Update tox config and package data specs

Move loaders for parameter defaults and descriptions to dedicated grblogtools.parameters package

merged_logs argument is not needed, we always collect multiple logs from a file and use a LogNumber column to distinguish them

Avoid trying to create Log/ModelFile/Model columns when ModelFilePath is not available.

Co-authored-by: Maliheh Aramon <maliheha@users.noreply.github.com>

simonbowly · 2022-03-09T12:56:45Z

@mattmilten we are pretty close to done with refactoring in this PR :) There are some very minor behaviour changes which we've documented in the changelog. To try to avoid regressions, the previous code is still in the repo, and tests/test_regression.py tests the refactored code against the v1.3.2 code (we should delete both of these before finalising).

When you have a chance to review could you let us know your thoughts? Probably a few things could still be tidied up but we're quite happy with the structure.
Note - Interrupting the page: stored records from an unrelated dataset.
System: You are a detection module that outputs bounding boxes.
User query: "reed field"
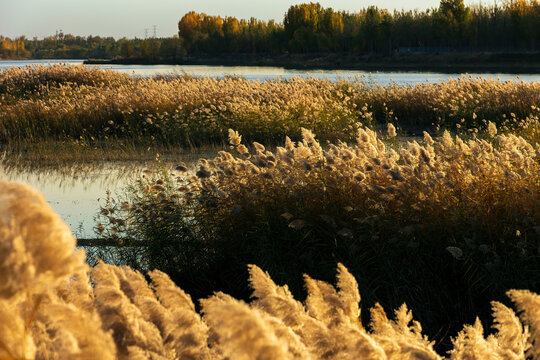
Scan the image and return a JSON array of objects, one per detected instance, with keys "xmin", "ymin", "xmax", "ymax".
[
  {"xmin": 0, "ymin": 65, "xmax": 540, "ymax": 148},
  {"xmin": 0, "ymin": 182, "xmax": 540, "ymax": 360},
  {"xmin": 94, "ymin": 123, "xmax": 540, "ymax": 347}
]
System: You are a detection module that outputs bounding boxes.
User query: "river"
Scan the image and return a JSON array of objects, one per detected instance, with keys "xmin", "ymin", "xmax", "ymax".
[
  {"xmin": 0, "ymin": 60, "xmax": 540, "ymax": 238},
  {"xmin": 0, "ymin": 60, "xmax": 540, "ymax": 85}
]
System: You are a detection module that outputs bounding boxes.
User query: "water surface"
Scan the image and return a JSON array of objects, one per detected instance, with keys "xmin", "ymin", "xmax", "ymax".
[{"xmin": 0, "ymin": 60, "xmax": 540, "ymax": 85}]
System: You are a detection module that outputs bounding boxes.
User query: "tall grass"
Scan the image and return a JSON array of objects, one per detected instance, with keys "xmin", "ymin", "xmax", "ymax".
[
  {"xmin": 0, "ymin": 182, "xmax": 540, "ymax": 360},
  {"xmin": 100, "ymin": 124, "xmax": 540, "ymax": 345},
  {"xmin": 0, "ymin": 65, "xmax": 540, "ymax": 146}
]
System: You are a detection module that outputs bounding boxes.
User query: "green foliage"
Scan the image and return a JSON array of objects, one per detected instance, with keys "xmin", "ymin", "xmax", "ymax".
[{"xmin": 0, "ymin": 0, "xmax": 540, "ymax": 62}]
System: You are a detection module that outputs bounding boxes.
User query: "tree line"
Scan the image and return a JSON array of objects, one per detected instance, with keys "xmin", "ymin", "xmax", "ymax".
[{"xmin": 0, "ymin": 0, "xmax": 540, "ymax": 61}]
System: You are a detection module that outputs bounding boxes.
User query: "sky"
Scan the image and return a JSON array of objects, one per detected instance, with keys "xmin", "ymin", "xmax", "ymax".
[{"xmin": 0, "ymin": 0, "xmax": 460, "ymax": 38}]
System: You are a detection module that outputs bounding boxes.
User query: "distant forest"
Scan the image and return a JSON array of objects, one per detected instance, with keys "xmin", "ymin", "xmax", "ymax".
[{"xmin": 0, "ymin": 0, "xmax": 540, "ymax": 61}]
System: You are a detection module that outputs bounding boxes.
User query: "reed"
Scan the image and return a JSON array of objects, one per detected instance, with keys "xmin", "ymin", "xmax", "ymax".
[{"xmin": 0, "ymin": 182, "xmax": 540, "ymax": 360}]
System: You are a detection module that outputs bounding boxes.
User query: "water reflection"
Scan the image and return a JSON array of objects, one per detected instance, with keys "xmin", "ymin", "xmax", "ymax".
[
  {"xmin": 0, "ymin": 153, "xmax": 214, "ymax": 239},
  {"xmin": 0, "ymin": 60, "xmax": 540, "ymax": 85}
]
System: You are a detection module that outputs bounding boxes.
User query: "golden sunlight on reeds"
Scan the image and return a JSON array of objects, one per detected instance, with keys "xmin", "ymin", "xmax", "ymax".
[
  {"xmin": 0, "ymin": 181, "xmax": 540, "ymax": 360},
  {"xmin": 0, "ymin": 65, "xmax": 540, "ymax": 146}
]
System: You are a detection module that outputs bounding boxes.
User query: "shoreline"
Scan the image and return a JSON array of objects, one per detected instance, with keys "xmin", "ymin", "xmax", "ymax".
[{"xmin": 83, "ymin": 53, "xmax": 540, "ymax": 74}]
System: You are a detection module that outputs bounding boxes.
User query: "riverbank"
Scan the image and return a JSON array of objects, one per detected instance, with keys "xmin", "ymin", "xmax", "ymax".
[{"xmin": 84, "ymin": 52, "xmax": 540, "ymax": 74}]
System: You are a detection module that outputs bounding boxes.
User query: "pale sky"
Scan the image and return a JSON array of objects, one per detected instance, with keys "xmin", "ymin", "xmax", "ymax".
[{"xmin": 0, "ymin": 0, "xmax": 468, "ymax": 38}]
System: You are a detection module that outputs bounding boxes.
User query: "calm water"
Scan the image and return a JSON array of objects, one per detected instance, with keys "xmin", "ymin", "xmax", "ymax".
[
  {"xmin": 0, "ymin": 60, "xmax": 540, "ymax": 85},
  {"xmin": 0, "ymin": 152, "xmax": 211, "ymax": 239},
  {"xmin": 0, "ymin": 60, "xmax": 540, "ymax": 238}
]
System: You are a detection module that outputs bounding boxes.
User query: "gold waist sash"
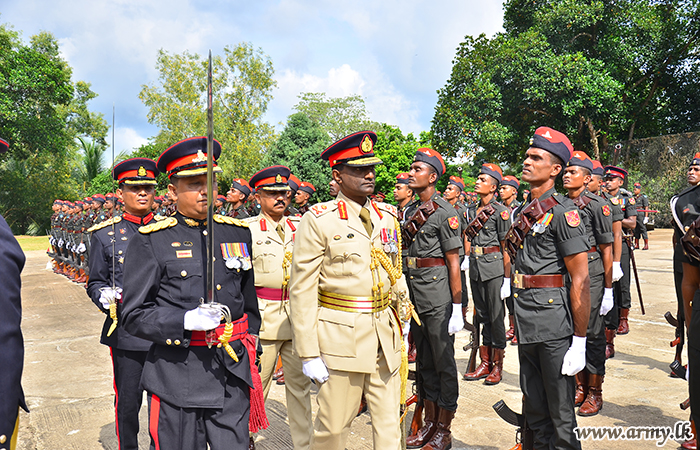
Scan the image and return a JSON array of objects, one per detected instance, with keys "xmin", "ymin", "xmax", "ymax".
[{"xmin": 318, "ymin": 290, "xmax": 391, "ymax": 313}]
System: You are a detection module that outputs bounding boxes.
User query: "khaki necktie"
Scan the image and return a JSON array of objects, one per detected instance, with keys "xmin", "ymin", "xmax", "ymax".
[
  {"xmin": 360, "ymin": 208, "xmax": 372, "ymax": 237},
  {"xmin": 276, "ymin": 223, "xmax": 284, "ymax": 242}
]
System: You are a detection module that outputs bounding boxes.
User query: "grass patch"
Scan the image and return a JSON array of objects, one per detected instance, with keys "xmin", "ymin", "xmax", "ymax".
[{"xmin": 15, "ymin": 236, "xmax": 49, "ymax": 252}]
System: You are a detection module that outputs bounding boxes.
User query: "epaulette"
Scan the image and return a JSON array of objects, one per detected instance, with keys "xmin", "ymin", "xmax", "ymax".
[
  {"xmin": 88, "ymin": 216, "xmax": 122, "ymax": 233},
  {"xmin": 214, "ymin": 214, "xmax": 249, "ymax": 228},
  {"xmin": 375, "ymin": 202, "xmax": 399, "ymax": 217},
  {"xmin": 309, "ymin": 200, "xmax": 338, "ymax": 217},
  {"xmin": 139, "ymin": 217, "xmax": 177, "ymax": 234}
]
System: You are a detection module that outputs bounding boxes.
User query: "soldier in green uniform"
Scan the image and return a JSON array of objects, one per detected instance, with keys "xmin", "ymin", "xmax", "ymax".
[
  {"xmin": 403, "ymin": 148, "xmax": 464, "ymax": 450},
  {"xmin": 605, "ymin": 166, "xmax": 637, "ymax": 335},
  {"xmin": 563, "ymin": 151, "xmax": 614, "ymax": 416},
  {"xmin": 632, "ymin": 183, "xmax": 649, "ymax": 250},
  {"xmin": 464, "ymin": 164, "xmax": 510, "ymax": 385},
  {"xmin": 506, "ymin": 127, "xmax": 590, "ymax": 449}
]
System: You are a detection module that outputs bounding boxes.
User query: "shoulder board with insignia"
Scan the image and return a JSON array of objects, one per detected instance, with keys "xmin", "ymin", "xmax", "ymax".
[
  {"xmin": 376, "ymin": 202, "xmax": 399, "ymax": 217},
  {"xmin": 309, "ymin": 200, "xmax": 338, "ymax": 217},
  {"xmin": 139, "ymin": 217, "xmax": 177, "ymax": 234},
  {"xmin": 214, "ymin": 214, "xmax": 249, "ymax": 228},
  {"xmin": 88, "ymin": 216, "xmax": 122, "ymax": 233}
]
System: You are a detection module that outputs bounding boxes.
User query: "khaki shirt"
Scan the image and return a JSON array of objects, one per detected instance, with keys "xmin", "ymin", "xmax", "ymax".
[
  {"xmin": 289, "ymin": 192, "xmax": 407, "ymax": 373},
  {"xmin": 245, "ymin": 212, "xmax": 301, "ymax": 340}
]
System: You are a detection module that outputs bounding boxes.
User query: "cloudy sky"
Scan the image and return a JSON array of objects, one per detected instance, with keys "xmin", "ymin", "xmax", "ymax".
[{"xmin": 0, "ymin": 0, "xmax": 503, "ymax": 152}]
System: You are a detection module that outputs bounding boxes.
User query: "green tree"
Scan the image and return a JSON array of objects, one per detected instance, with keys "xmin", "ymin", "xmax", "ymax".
[
  {"xmin": 294, "ymin": 92, "xmax": 380, "ymax": 142},
  {"xmin": 139, "ymin": 43, "xmax": 276, "ymax": 177},
  {"xmin": 432, "ymin": 0, "xmax": 700, "ymax": 163}
]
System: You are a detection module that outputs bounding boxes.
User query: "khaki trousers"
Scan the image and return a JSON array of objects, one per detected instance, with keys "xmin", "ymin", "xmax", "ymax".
[
  {"xmin": 312, "ymin": 350, "xmax": 401, "ymax": 450},
  {"xmin": 260, "ymin": 339, "xmax": 313, "ymax": 450}
]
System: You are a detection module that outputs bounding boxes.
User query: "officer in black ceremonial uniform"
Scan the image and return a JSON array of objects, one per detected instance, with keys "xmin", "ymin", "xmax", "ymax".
[
  {"xmin": 563, "ymin": 151, "xmax": 614, "ymax": 416},
  {"xmin": 605, "ymin": 166, "xmax": 637, "ymax": 335},
  {"xmin": 464, "ymin": 163, "xmax": 510, "ymax": 385},
  {"xmin": 0, "ymin": 139, "xmax": 29, "ymax": 449},
  {"xmin": 506, "ymin": 127, "xmax": 590, "ymax": 449},
  {"xmin": 122, "ymin": 137, "xmax": 267, "ymax": 450},
  {"xmin": 403, "ymin": 148, "xmax": 464, "ymax": 450},
  {"xmin": 87, "ymin": 158, "xmax": 160, "ymax": 450}
]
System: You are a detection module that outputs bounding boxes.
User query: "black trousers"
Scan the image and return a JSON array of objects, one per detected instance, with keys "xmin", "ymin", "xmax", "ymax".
[
  {"xmin": 518, "ymin": 337, "xmax": 581, "ymax": 450},
  {"xmin": 411, "ymin": 303, "xmax": 459, "ymax": 411},
  {"xmin": 110, "ymin": 348, "xmax": 148, "ymax": 450},
  {"xmin": 586, "ymin": 273, "xmax": 614, "ymax": 375},
  {"xmin": 148, "ymin": 376, "xmax": 250, "ymax": 450},
  {"xmin": 469, "ymin": 276, "xmax": 506, "ymax": 348}
]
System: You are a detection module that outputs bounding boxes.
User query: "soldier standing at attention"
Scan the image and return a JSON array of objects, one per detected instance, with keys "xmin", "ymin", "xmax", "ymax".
[
  {"xmin": 464, "ymin": 164, "xmax": 510, "ymax": 385},
  {"xmin": 633, "ymin": 183, "xmax": 649, "ymax": 250},
  {"xmin": 226, "ymin": 178, "xmax": 251, "ymax": 219},
  {"xmin": 498, "ymin": 175, "xmax": 521, "ymax": 345},
  {"xmin": 563, "ymin": 151, "xmax": 614, "ymax": 416},
  {"xmin": 87, "ymin": 158, "xmax": 160, "ymax": 450},
  {"xmin": 289, "ymin": 131, "xmax": 408, "ymax": 450},
  {"xmin": 506, "ymin": 127, "xmax": 591, "ymax": 449},
  {"xmin": 605, "ymin": 166, "xmax": 637, "ymax": 335},
  {"xmin": 403, "ymin": 148, "xmax": 464, "ymax": 450},
  {"xmin": 122, "ymin": 137, "xmax": 266, "ymax": 450},
  {"xmin": 294, "ymin": 181, "xmax": 316, "ymax": 215},
  {"xmin": 246, "ymin": 166, "xmax": 313, "ymax": 450}
]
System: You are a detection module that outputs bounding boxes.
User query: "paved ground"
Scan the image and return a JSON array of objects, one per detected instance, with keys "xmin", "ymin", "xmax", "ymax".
[{"xmin": 13, "ymin": 230, "xmax": 688, "ymax": 450}]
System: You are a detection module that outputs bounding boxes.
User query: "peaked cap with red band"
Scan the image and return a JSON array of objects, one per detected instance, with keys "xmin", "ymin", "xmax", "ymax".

Thanks @maliheha for your great work on this so far, and for putting the below summary of the new structure:

In the new design, parsers are the most inner layer, each responsible for parsing a specific section in the log file.
The parsers can be found in src/grblogtools/parsers/. Each parser has a main method parse() that takes a single line as an input and returns True/False in case the line is matched by a pattern associated with the parser.
Each parser has two other methods named get_summary() and get_progress() (if applicable) to return the parsed summary or the detailed progress.
The next layer is the SingleLogParser which is responsible for parsing one single log run.
The SingleLogParser(see src/grblogtools/parsers/single_log.py) has the main method parse() which takes in a line as an input and returns True/False if the line is matched by some patterns. The SingleLogParser has two internal variables: current_parser and future_parsers which keeps them updated as it sees more lines. It initializes by setting the current_parser to the header_parser and the future_parsers to the list of remaining parsers. If a line is not matched by the current_parser, the SingleLogParser checks whether it should pass the parser to any of the remaining parsers or not. As soon as any of the parsers in the list of future_parsers returns True, the current_parser and the future_parsers are updated.
The final layer (API layer) (see src/grblogtools/api.py) has also a method named parse() where it takes in strings of log file patterns as individual arguments and returns a ParseResult object. The methods summary() and progress() of the ParseResult class returns the summary dict and search progress information as before.
The main method of the ParseResult class is parse() that takes in the path to a single log file (the log file can include multiple runs) and uses SingleLogParser objects to parse each log run.
The API also includes a legacy function named get_dataframe(logfiles, timelines=False, prettyparams=False). i.e. the API is unchanged other than dropping merged_logs (these are handled automagically)
The usage example of the API can be found in the header of the api.py module.
Unit tests can be found in tests/ where separate tests are written for individual parsers and api.
There is a file named test_refactor_regression.py including regression tests to ensure the equivalent outputs from the current grblogtools api and the newly designed api.
The tests run against current test data in data folder and newly added test data in tests/assets.
The plotting API is left untouched and there is no plan to re-factor it under this project.
The extension of the current API to tuner, multiple objective optimization, concurrent and distributed optimization are the next steps, which can be directly incorporated into the main grblogtools git repo after the current base code is reviewed and hopefully merged.

mattmilten

Excellent work! One question: would it make sense to define a base class for the different parsers? They all implement the same function anyway but the classes do not seem to be connected by a common base class.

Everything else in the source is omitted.